The final result of the data collection process was a dataset comprising pixel distances and corresponding real-world distances.

Key Features

• Hand Detection: Utilized MediaPipe Hands for landmark detection.
• Regression Analysis: Applied NumPy’s polyfit for model fitting.
• Visualization: Generated real-time plots of pixel and predicted distances using Matplotlib.
• Real-Time Processing: Supported video frame-by-frame hand distance estimation using OpenCV.

Performance Metrics

• RAM Usage: 176.6 MB
• CPU Usage: 20.5%
• Power Consumption: High

The performance results indicate that the model operates stably under experimental conditions on a medium-configuration computer, suitable for practical applications requiring moderate hardware resources.

Experimental Conditions

Three videos were tested in different environments to evaluate the model’s applicability under real-world conditions:

• Person1 - Full Light: Indoors with uniform lighting.
• Person2 - Low Light: Indoors with limited lighting.
• Person3 - Outdoors: Natural lighting with varying conditions based on time and camera angle.

System Configuration

• Hardware: Gigabyte G5 GD with Intel i5-11th Gen (6 cores, 12 threads, 4.5GHz), 16GB RAM, NVIDIA GeForce RTX 30 Series.
• Operating System: Windows 11 Home (64-bit).
• Programming Language: Python 3.10.
• Environment: Anaconda 9.0.

Dependencies

• OpenCV 4.5.5.64: For video capture and image processing.
• MediaPipe 0.10.8: For hand landmark detection.
• NumPy 1.26.4: For numerical computations and regression fitting.
• Matplotlib 3.9.2: For data visualization.
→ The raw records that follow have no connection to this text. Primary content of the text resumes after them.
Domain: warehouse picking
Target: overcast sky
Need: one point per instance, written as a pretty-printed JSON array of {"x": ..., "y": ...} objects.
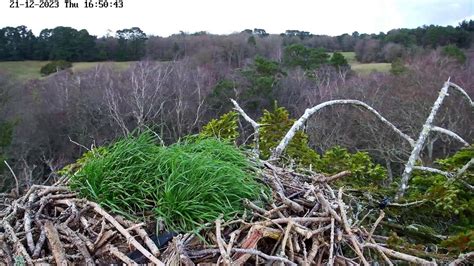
[{"x": 158, "y": 17}]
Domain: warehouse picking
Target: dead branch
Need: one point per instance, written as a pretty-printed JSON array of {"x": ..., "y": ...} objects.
[
  {"x": 114, "y": 251},
  {"x": 450, "y": 133},
  {"x": 55, "y": 244},
  {"x": 347, "y": 228},
  {"x": 125, "y": 233},
  {"x": 311, "y": 111},
  {"x": 20, "y": 249}
]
pip install -r requirements.txt

Development Setup

• Format/lint/test configuration is centralized in pyproject.toml.
• Pre-commit hooks are configured in .pre-commit-config.yaml.
• Editor style rules are in .editorconfig.
• Git line-ending/binary rules are in .gitattributes.

pip install black ruff pre-commit pytest
pre-commit install
pre-commit run --all-files

Research-Friendly Layout

• src/: source code package and entrypoint.
• tests/: unit tests for calibration, evaluation, and signal processing.
• scripts/: helper scripts for experiment run and offline evaluation.
• data/: top-level dataset placeholder for research assets.
• outputs/: generated captures and evaluation artifacts.

Quick Commands

pytest
ruff check .
black --check .

bash scripts/run_experiment.sh
python3 scripts/eval_from_json.py --input-json outputs/groundtruth/session_01.json

Usage

1. Ensure a video file is available at the specified path (default: video.mp4).
2. Run the Python script:

   python3 src/main.py --source camera

   or

   python3 src/main.py --source video --video-path video.mp4

   Main entrypoint is src/main.py.
3. Real-time predictions and visualization will be displayed.

Project Structure

• src/distance_estimation/calibration.py: Stores fixed groundtruth calibration data and quadratic fitting.
• src/distance_estimation/signal.py: Signal cleaning (outlier suppression + EMA smoothing).
• src/distance_estimation/detector.py: Hand landmark processing and distance estimation logic.
• src/distance_estimation/visualization.py: Real-time plotting utilities.
• src/distance_estimation/pipeline.py: Camera/video runtime pipeline.
• src/main.py: Unified CLI entrypoint for camera/video mode.

Results

• The quadratic model captures the nonlinear relationship between 2D pixel distances and real-world hand-to-camera distances effectively.
• The approach minimizes errors from perspective effects and provides robust distance estimations for dynamic hand movements.

Acknowledgments

This project demonstrates the efficacy of quadratic nonlinear regression for practical 3D distance estimation tasks, leveraging the simplicity and robustness of a parabolic model in the context of 2D image data.

Contributing

I welcome contributions to improve this project! Feel free to submit issues or pull requests with enhancements, bug fixes, or documentation improvements.